I look back at my life in a blur. I don’t think I ever had other friends, now that I think of it. Everyone else passed by in the halls, never noticing my existence. I didn’t want them to. I don't like people noticing me, because then they think about me. I hate the idea of people having me in their minds, seeing me in the only way they know how- by the way I looked, the way I dressed, the way I smelled.
I’ve been a delinquent. They wished I would die. I wasn’t worth anything.
But I’m worth something… I’ve got to be.
I’m breathing.
I’m feeling.
I’m… I’m living.
That has to be worth something.
“Do you want to stop by Paws and People?” Aunt Grace slows at the light that would be the deciding factor. Left is home. Right is the animal hospital. “If Jewels is still there, I’m sure that’ll cheer you up.” She smiles brightly at me.
Jewels. Miss Patosa’s speckled bunny. She had some heart murmurs recently and had become my favorite pet to check up on.
“Um…” I look outside at the bright daylight, secretly wanting to get some ice cream. Or a granola bar. “I think I’m okay. Jewels basically has a clean bill now.”
Aunt Grace’s smile flickers a little, but then she nods, again her mouth stretched to look welcoming. “Okay.”
We turn left.
Am I worrying her?
Annoying her?
My heart flutters under my shirt, but it’s not a good kind. Not a pounding of dread, but like an uncertainty, an anxious anticipation. The fluttering swims down to my stomach.
That’s the kind of smile and tone Levi would use on me when he was worried about me.
“Aunt Grace?”
“Yes?” The words are kind of like a trapping- she had been waiting for something, hunting for me. She pounces on an opportunity.
I’m not comfortable with that.
I can’t exactly get my words out, to get out what I mean. How can you say, “I just really need to be reassured that this is real, that I’m really as okay as I’m hoping I feel, but for some reason I’m still restless and uncomfortable, as if this won’t last” out loud? But that’s exactly my feeling right now: like this is all about to go away, like I’m not meant to be as okay as I’m supposed to feel. But I don’t feel okay. I feel as though I’m about to wake up, my father about to rampage again.

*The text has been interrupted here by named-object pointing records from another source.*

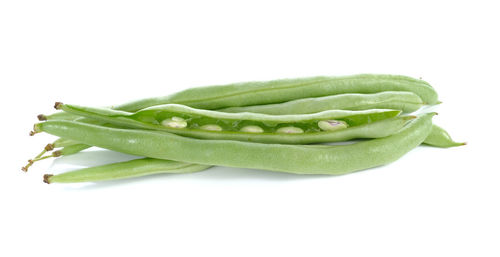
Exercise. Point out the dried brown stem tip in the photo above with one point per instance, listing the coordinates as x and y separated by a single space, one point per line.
46 178
58 105
41 117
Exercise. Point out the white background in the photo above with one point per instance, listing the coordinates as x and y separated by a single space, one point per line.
431 202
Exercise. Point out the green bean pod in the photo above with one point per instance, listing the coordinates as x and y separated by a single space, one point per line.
299 159
278 91
122 170
440 138
205 124
398 100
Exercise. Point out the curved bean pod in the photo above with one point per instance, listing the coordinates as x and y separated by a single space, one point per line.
233 126
121 170
440 138
399 100
278 91
334 160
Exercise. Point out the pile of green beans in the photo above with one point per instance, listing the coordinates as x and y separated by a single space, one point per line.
282 125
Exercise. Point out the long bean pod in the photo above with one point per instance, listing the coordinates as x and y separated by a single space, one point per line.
335 160
278 91
121 170
327 126
440 138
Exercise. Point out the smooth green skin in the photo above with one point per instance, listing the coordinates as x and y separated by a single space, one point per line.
299 159
405 101
122 170
369 124
61 116
278 91
72 149
440 138
62 142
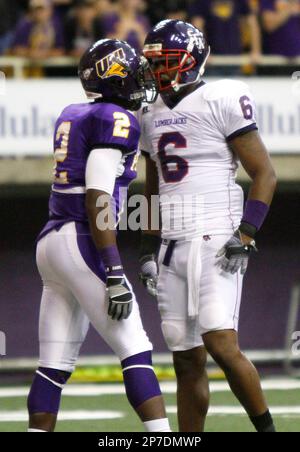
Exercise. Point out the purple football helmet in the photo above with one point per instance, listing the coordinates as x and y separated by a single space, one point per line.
177 52
111 70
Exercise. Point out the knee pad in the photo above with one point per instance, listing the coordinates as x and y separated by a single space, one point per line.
45 392
139 378
212 316
174 332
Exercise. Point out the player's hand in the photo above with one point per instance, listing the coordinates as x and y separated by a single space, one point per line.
119 298
149 274
235 254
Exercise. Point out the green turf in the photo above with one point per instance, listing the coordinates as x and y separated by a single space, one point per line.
219 423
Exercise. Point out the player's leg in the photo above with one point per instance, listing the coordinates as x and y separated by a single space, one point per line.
241 375
62 329
127 338
183 338
220 298
192 389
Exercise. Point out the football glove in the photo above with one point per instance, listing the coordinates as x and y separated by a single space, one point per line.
120 298
149 274
235 255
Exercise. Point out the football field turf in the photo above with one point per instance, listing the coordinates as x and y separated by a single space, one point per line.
104 408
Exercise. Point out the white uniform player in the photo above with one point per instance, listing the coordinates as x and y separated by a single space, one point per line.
197 172
194 135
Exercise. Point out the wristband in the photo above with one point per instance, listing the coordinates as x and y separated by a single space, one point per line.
255 213
112 262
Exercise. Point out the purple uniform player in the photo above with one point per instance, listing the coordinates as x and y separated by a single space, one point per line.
95 147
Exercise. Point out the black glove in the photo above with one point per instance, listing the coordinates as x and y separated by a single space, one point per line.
120 298
235 255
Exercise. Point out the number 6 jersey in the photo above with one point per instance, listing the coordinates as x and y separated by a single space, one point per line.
190 144
80 129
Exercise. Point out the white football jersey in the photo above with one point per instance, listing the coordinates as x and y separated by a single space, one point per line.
196 167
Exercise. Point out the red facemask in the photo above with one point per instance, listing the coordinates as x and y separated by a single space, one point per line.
167 62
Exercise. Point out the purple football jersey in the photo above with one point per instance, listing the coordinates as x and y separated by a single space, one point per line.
80 129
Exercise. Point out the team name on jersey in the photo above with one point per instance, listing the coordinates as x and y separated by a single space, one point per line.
171 121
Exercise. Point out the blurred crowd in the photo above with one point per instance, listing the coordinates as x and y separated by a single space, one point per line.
39 29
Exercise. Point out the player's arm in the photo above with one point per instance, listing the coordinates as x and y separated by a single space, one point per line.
101 173
255 159
150 240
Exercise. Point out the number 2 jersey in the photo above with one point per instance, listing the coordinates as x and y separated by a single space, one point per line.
190 144
79 129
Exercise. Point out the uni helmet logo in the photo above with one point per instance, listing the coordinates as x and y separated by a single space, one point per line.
110 66
196 39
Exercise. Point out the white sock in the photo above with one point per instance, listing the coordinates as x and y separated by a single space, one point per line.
158 425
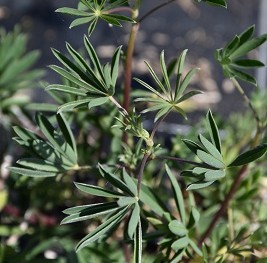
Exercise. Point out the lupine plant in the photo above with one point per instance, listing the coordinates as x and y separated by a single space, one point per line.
195 201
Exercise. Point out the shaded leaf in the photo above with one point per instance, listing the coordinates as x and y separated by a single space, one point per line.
97 191
249 156
102 229
134 220
178 197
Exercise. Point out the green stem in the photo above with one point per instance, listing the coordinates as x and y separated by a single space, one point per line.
224 204
141 172
128 67
157 125
120 9
117 104
177 160
230 223
147 154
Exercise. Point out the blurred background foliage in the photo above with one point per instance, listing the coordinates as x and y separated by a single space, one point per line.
31 209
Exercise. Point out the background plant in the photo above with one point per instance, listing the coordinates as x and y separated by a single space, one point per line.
131 195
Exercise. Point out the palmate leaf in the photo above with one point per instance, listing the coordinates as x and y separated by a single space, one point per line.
97 191
209 152
230 57
92 83
81 213
57 154
162 95
92 11
102 229
249 156
114 180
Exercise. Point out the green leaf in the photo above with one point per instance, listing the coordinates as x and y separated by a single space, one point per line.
248 63
192 146
114 180
156 79
195 248
133 221
97 102
47 152
162 112
242 75
231 46
180 68
210 160
81 21
126 201
213 175
31 173
92 26
115 65
149 199
70 106
180 243
198 185
213 131
177 228
178 197
41 107
66 89
78 81
67 133
249 156
129 182
248 46
185 82
71 11
193 218
138 244
188 95
246 35
48 130
210 148
164 71
93 56
24 134
119 17
111 20
97 191
102 229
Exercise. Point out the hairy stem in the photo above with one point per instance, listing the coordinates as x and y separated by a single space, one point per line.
155 9
141 171
177 159
128 67
117 104
247 100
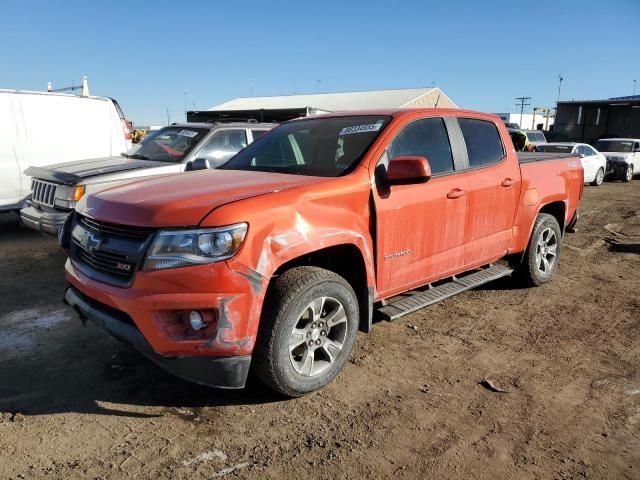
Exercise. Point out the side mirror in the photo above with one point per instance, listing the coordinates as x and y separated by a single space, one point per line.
197 164
407 170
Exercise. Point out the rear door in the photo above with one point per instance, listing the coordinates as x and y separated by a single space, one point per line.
494 187
590 161
420 227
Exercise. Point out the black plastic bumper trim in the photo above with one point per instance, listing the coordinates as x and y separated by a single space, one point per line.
218 372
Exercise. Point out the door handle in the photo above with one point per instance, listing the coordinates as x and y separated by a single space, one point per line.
456 193
507 182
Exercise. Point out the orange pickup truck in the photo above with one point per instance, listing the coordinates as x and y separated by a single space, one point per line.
274 260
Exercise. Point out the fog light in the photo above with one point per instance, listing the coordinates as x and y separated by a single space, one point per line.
195 320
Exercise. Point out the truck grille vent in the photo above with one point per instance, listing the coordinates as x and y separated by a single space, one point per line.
109 252
43 193
119 266
121 231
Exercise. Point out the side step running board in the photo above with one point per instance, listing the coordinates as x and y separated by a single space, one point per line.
408 304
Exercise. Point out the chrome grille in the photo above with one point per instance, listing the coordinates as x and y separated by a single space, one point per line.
117 265
43 193
108 252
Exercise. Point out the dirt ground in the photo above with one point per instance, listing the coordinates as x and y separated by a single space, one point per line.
410 404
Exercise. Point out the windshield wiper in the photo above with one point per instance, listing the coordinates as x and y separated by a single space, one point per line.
137 156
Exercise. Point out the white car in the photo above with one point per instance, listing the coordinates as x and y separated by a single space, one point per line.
594 163
623 156
41 128
177 148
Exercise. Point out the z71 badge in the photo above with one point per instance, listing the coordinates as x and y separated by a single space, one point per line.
393 256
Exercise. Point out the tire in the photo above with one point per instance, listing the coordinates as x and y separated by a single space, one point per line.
534 271
296 307
599 178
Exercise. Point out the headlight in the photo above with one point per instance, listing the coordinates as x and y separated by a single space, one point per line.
67 197
181 248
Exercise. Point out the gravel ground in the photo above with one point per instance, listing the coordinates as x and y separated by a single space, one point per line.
411 403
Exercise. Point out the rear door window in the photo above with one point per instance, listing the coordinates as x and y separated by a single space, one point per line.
428 138
484 145
257 133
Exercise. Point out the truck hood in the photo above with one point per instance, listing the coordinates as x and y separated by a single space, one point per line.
72 173
184 199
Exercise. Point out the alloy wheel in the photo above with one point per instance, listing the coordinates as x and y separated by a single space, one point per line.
318 336
546 251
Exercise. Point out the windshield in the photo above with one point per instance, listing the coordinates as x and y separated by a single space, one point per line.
555 148
168 144
322 147
614 146
535 137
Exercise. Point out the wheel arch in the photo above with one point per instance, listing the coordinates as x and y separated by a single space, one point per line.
345 260
558 210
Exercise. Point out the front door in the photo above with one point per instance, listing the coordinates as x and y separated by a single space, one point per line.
494 189
420 227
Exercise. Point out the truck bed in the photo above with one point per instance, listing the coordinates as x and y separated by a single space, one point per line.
529 157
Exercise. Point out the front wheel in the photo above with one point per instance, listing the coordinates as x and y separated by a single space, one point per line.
543 252
307 330
599 178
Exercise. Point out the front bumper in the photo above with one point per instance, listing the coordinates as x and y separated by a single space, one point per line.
616 168
43 220
224 372
157 301
571 226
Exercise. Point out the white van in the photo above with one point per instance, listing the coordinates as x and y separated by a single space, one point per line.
42 128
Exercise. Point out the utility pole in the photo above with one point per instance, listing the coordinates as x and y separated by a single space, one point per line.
560 78
523 102
185 106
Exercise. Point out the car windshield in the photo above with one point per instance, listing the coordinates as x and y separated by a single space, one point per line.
614 146
322 147
555 148
168 144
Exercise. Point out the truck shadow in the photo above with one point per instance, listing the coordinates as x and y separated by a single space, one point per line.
66 368
624 247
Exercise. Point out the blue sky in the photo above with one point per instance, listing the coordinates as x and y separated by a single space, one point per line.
483 54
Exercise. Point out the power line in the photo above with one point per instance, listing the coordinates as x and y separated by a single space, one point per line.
523 102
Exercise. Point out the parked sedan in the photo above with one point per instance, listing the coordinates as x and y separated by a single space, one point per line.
593 162
623 156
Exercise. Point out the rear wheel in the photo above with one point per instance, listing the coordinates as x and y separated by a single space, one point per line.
543 252
307 330
599 177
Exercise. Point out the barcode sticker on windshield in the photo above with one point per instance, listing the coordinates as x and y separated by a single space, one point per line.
187 133
372 127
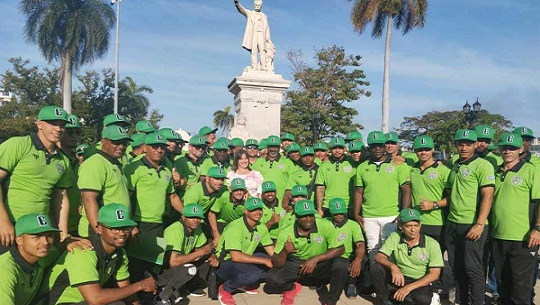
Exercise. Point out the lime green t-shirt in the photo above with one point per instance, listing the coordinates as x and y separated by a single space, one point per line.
238 236
335 176
465 181
151 187
179 240
103 174
323 237
413 262
381 185
514 190
429 184
33 173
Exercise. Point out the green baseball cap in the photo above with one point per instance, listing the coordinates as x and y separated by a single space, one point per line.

As though he’s tapping the foot of my bed with his belt again.
“Are you okay, Joshua?” her voice is quiet, urging.
I swallow down my butterflies again. “I need to write some things down when we get home.”
Aunt Grace nods.
Doctor Fairchild says that writing has been helping. I can’t tell. But I’ve noticed it’s way easier to say things when I write them than to actually say them. I had built that as a habit whenever I couldn’t get the words out to Levi.
I keep thinking about him, I keep going back to him…
I touch my phone in my pocket, wondering. Wondering what he’s doing right now. Wondering if he has friends, wondering how he and Devika are doing. He had come to Irvine with another girl. I wonder about her, too. If she’s nice. If she’s okay.
I pull out my phone.
I have Levi Cannon’s number memorized, engraved into every part of my brain. I have called the same number countless times throughout my life.
I want to call him. I want to call him.
But he hates me.
I let out a heavy, shaky sigh and put my phone back.
I’ll write. I’ll have the answers when I write.